Des études encore plus récentes menées en 2012 par l’équipe de Boncristiani ont montré que le thymol induisait des variations d’expression du gène de la vitellogénine, une protéine pléiotropique impliquée notamment dans le développement, une variation d’expression de certaines P450, impliquées dans le système de détoxification de phase I et des variations d’expression d’un facteur de transcription impliqué dans l’immunité cellulaire. Ces données viennent s’ajouter à celles de Loucif-Ayad qui avait démontré en 2008 que le thymol induisait un stress oxydatif caractérisé par une augmentation de l’activité de la Glutathion S-Transférase chez les abeilles adultes et suggèrent que l’intoxication par le thymol puisse avoir des effets sublétaux sur différents systèmes biologiques de l’abeille.
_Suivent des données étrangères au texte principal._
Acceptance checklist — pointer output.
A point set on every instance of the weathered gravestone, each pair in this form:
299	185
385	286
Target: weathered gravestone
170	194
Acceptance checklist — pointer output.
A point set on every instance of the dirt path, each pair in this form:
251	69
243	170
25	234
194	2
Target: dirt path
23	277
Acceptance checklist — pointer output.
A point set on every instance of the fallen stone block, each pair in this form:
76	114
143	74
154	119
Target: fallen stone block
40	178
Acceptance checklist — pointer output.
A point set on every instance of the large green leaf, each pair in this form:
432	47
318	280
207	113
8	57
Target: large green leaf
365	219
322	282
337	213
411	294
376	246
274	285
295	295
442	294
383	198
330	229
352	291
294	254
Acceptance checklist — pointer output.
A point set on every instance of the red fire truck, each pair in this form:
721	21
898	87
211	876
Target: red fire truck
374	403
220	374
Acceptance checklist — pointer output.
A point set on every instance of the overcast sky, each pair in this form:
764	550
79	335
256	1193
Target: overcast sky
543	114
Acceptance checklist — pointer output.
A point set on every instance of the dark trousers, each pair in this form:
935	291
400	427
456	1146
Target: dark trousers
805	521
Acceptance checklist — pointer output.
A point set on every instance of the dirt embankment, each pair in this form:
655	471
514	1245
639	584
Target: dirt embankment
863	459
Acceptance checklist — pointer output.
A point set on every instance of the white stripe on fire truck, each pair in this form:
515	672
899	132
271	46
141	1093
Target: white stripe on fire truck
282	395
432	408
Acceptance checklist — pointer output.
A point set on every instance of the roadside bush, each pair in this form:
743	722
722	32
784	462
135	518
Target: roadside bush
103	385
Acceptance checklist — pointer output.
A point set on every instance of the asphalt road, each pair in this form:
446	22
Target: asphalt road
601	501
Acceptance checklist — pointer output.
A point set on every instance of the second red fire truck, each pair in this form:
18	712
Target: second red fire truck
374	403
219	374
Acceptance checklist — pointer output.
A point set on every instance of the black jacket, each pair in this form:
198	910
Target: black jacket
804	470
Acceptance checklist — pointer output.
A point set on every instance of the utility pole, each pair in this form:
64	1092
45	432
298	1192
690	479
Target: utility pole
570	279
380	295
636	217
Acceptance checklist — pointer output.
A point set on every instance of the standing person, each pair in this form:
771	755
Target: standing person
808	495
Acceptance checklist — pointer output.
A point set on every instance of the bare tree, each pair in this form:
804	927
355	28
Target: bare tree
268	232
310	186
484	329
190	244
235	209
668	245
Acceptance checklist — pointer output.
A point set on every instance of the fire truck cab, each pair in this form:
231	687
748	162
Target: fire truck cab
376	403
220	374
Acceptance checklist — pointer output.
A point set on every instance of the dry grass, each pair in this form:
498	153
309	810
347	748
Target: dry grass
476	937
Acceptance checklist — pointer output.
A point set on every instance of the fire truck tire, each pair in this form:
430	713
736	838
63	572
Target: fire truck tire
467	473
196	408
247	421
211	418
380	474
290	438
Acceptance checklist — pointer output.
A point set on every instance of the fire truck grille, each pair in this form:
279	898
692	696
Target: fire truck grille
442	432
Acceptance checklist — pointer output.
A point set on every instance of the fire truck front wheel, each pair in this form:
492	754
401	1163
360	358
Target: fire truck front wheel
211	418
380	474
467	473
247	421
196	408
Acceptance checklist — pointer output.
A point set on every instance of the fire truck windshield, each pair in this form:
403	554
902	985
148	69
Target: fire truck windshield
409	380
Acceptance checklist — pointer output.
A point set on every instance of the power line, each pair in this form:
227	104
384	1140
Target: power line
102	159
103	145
Or, bien que plus difficilement décelables que les effets létaux, les effets sublétaux d’un composé sont néanmoins de nature délétère, affaiblissant la population intoxiquée et la rendant de fait, plus vulnérable aux pathogènes ou aux changements environnementaux (Suchail et al., 2001 ; Vidau et al., 2011 ; Boncristiani et al., 2012. Le troisième objectif de la thèse a donc visé à déterminer les effets sublétaux d’une alimentation contaminée au thymol sur différents paramètres développementaux que sont la croissance pondérale, l’expression de marqueurs de transcription génique de l’immunité et du développement (abaecine, vitellogénine, serpine 5, protéase à sérine 14, lysozyme, prophénol oxydase)

et l’activité enzymatique (glucose deshydrogénase, Glutathion S-Transférase, lysozyme, phénol oxydase).

Enfin, la comparaison des résultats de cette étude avec les données bibliographiques sur les niveaux de résidus de thymol dans les cires, le miel et le pollen des colonies traitées contre Varroa à l’aide de ce composé a permis de conclure quant au risque encouru par les larves d’abeille exposées à ce composé via la cire et l’alimentation.